「have a shot with」の意味と使い方|『ビッグバン★セオリー』S05E01で学ぶ英会話

「have a shot with」の意味と使い方を解説

海外ドラマを使って英語表現を学ぶ『ドラマdeエイゴ』へようこそ。

気になる相手に、「自分にもチャンスはあるのかな」とそっと可能性を確かめたくなること、ありますよね。

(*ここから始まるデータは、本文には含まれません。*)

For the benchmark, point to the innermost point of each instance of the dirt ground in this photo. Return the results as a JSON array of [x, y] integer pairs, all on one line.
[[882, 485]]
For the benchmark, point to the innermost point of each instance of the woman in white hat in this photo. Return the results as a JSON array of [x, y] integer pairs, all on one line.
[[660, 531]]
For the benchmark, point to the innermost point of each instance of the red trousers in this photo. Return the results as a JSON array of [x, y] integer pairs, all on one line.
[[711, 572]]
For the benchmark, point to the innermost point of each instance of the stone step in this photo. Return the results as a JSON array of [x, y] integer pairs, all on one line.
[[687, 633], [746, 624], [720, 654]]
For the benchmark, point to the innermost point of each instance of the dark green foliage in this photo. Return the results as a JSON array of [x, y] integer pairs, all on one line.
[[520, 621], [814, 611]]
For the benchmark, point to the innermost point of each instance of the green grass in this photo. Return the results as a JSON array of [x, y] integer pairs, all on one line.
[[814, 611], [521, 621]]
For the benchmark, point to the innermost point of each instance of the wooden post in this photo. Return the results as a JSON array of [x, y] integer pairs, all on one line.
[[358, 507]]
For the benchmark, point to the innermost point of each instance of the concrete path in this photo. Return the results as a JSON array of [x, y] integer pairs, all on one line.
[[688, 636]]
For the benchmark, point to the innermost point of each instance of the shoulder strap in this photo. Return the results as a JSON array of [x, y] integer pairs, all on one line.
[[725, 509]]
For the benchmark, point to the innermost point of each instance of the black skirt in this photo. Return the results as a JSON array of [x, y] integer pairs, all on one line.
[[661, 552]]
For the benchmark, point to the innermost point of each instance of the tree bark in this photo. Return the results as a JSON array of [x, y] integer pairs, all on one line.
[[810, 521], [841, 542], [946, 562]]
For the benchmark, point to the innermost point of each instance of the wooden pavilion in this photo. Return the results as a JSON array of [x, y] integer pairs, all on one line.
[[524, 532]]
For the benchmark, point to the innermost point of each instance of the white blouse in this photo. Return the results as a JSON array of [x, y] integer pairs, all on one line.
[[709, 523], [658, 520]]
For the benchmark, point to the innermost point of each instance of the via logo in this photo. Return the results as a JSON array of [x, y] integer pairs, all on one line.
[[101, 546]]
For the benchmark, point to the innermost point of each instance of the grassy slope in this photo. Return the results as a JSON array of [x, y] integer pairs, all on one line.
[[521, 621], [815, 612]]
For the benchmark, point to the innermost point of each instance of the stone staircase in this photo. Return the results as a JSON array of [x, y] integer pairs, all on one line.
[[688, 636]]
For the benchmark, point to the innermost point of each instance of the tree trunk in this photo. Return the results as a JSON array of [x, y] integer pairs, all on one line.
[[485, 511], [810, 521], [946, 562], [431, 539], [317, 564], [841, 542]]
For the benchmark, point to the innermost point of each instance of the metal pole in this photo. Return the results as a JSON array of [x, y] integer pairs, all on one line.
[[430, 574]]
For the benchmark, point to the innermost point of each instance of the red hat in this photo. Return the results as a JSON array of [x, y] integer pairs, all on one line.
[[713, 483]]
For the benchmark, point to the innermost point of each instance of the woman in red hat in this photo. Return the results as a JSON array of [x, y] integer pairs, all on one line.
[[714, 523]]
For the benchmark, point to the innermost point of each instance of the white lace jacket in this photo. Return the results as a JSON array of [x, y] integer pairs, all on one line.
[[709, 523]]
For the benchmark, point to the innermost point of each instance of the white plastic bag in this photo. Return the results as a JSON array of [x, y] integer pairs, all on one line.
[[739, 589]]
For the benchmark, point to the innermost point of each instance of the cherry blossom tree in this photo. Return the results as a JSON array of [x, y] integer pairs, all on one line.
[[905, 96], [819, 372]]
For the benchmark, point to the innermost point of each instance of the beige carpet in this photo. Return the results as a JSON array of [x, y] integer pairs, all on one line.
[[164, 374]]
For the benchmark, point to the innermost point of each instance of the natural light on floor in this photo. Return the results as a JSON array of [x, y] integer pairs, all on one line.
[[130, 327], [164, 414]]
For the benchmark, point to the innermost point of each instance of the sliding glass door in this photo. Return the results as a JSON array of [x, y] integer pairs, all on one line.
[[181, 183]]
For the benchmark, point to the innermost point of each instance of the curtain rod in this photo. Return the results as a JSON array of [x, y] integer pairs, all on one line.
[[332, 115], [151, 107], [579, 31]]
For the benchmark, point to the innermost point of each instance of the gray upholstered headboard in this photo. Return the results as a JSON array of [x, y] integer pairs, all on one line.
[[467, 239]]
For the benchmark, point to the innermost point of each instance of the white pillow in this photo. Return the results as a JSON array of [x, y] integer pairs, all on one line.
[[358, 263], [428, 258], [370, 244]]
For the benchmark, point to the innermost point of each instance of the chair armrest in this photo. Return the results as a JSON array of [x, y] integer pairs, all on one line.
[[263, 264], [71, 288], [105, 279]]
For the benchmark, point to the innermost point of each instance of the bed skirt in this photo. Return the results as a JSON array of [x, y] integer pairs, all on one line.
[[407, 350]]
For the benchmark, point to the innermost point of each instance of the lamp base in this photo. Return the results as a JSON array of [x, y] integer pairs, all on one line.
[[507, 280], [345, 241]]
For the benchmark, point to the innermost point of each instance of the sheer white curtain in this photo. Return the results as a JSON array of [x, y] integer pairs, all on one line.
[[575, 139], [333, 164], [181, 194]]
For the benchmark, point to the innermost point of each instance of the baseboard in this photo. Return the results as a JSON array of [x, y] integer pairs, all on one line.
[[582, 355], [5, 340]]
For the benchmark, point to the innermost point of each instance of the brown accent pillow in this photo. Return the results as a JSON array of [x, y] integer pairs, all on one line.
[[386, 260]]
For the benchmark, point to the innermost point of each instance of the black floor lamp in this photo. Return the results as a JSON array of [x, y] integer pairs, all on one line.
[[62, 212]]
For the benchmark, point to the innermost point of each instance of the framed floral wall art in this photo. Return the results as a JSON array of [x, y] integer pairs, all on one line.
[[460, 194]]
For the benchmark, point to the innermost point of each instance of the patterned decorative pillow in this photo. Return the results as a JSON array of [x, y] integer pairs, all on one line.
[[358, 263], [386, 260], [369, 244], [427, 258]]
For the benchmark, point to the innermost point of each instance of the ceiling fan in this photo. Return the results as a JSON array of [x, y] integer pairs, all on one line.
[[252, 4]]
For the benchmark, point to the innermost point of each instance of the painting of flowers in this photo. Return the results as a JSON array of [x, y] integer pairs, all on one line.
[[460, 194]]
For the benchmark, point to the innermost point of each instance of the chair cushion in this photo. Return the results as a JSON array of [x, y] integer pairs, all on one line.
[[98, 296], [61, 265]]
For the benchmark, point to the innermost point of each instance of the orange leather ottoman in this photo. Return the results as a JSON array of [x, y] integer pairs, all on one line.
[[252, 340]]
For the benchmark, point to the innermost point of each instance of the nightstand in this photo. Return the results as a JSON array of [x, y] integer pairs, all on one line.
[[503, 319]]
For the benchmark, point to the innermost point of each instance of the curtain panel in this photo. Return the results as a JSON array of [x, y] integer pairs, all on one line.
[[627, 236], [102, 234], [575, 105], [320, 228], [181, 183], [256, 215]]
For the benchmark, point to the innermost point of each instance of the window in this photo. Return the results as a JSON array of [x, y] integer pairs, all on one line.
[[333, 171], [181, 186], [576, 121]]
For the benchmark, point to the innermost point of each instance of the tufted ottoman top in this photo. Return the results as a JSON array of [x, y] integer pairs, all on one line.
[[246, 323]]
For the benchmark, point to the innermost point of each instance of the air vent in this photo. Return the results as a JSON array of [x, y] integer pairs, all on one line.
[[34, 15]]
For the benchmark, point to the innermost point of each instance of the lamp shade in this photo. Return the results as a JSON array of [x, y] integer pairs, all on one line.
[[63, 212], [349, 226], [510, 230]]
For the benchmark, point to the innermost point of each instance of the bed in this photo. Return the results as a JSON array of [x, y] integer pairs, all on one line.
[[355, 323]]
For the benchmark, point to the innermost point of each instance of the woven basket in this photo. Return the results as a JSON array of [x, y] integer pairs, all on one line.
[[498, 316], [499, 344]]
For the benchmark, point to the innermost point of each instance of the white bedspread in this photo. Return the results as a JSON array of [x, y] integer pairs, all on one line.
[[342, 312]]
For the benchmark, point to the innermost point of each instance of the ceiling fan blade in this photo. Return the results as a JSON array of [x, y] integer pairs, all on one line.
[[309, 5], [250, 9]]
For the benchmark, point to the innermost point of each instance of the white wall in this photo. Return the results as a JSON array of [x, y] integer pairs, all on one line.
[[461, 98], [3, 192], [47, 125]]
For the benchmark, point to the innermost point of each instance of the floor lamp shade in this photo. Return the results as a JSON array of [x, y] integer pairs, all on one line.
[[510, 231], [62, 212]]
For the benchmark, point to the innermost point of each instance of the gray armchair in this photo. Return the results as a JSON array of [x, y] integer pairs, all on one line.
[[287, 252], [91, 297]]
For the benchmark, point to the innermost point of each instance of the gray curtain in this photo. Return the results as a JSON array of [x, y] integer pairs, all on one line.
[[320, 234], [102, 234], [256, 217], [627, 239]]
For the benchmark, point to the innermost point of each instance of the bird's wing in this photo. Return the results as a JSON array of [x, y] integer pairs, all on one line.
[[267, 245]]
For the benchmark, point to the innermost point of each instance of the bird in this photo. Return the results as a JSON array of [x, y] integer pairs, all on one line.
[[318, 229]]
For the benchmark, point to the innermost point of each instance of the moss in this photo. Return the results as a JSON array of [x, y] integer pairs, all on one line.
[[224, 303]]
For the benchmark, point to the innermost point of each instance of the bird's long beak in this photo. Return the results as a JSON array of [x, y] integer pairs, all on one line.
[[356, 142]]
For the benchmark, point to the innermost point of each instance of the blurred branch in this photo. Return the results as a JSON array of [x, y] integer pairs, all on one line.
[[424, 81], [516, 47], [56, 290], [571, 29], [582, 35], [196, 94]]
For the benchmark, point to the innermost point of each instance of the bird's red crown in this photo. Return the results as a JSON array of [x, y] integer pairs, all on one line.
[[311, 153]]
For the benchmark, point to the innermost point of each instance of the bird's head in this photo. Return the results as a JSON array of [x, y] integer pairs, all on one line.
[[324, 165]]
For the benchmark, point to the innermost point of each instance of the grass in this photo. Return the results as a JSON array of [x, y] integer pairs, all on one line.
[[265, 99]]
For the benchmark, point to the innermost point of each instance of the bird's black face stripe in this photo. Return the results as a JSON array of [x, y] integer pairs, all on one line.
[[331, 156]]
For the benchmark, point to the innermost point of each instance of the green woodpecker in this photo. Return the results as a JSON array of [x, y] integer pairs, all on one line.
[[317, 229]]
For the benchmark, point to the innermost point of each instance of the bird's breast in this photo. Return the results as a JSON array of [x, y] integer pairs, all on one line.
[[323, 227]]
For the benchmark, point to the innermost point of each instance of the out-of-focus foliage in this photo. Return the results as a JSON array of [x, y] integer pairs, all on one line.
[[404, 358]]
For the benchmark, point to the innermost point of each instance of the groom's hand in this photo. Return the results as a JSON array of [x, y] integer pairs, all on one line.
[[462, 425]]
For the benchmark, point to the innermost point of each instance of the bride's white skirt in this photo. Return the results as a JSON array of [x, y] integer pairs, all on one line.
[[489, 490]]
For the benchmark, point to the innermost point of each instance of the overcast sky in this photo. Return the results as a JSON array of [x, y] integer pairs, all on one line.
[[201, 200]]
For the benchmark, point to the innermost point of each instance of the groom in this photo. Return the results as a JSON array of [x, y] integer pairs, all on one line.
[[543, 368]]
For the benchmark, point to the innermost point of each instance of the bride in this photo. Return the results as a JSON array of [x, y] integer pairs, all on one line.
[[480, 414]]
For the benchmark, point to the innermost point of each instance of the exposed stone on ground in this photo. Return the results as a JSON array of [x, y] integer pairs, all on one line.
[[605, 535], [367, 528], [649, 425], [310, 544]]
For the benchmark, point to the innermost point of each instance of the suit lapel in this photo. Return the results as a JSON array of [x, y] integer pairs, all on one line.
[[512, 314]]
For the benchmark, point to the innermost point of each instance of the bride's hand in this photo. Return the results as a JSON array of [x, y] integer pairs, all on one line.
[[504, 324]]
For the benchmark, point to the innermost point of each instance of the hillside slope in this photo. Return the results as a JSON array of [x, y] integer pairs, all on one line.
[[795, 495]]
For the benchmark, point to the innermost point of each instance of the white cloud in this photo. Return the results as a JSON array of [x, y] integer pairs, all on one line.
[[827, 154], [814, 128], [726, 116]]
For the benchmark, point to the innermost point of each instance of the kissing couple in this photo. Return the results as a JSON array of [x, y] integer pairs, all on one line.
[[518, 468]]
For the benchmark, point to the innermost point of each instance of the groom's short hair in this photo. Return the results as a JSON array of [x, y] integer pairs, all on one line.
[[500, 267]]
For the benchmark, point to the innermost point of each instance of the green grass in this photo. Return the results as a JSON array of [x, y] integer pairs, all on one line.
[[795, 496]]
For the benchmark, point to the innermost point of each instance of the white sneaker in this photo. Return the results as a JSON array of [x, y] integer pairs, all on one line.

そんな気持ちにぴったりの「have a shot with」を、『ビッグバン★セオリー』シーズン5第1話、怒って乗り込んできたバーナデットに謝ったあと、ラージがちゃっかり恋の相談を持ちかけるシーンから、一緒に見ていきましょう。

目次

「have a shot with」の意味とニュアンス

have a shot with
意味:〜とうまくいく見込みがある、〜と付き合えるチャンスがある

shot は「一発の射撃」「一回の試み」を核に持つ語です。バスケットボールでゴールを狙う「シュート」を思い浮かべると分かりやすく、そこから「成功を狙える一回のチャンス」という意味が生まれました。

have a shot with someone の形で、特に恋愛において「その相手とうまくいく可能性がある」を表します。重く聞こえがちな「付き合えると思う?」を、軽く前向きに尋ねられるのが魅力です。

なお、with を at に変えて have a shot at something とすると、「物事に挑戦して成功するチャンス」という意味になります。前置詞ひとつで、向かう先が「人」か「物事」かに切り替わる点が、このフレーズの面白いところです。

【ここがポイント!】

  • shot は「一発・一回の試み」、ゴールを狙うシュートのイメージ
  • have a shot with は恋愛で「うまくいく見込みがある」を軽く伝える一言
  • with を at に変えると「物事に挑戦するチャンス」に意味が切り替わる

『ビッグバン★セオリー』S05E01のシーンで見てみよう

意味を押さえたところで、実際のドラマシーンを見ていきましょう。

ラージにさんざん怒ったバーナデットですが、帰り際、ラージはまったく懲りずにペニーとの恋の可能性を尋ねます。怒りから一転、優しく励ますバーナデットとの落差が見どころです。

Raj: I will. Hey, Bernadette?
(言うよ。ねえ、バーナデット?)

Bernadette: What?!
(何よ?!)

Raj: Do you think I have a shot with Penny?
(僕、ペニーとうまくいく見込みあると思う?)

Bernadette: Of course you do. You’re a cutie pie. Any girl would be lucky to have you.
(もちろんよ。あなたかわいいもの。どんな子だってあなたとなら幸せよ。)

The Big Bang Theory Season5 Episode1(The Skank Reflex Analysis)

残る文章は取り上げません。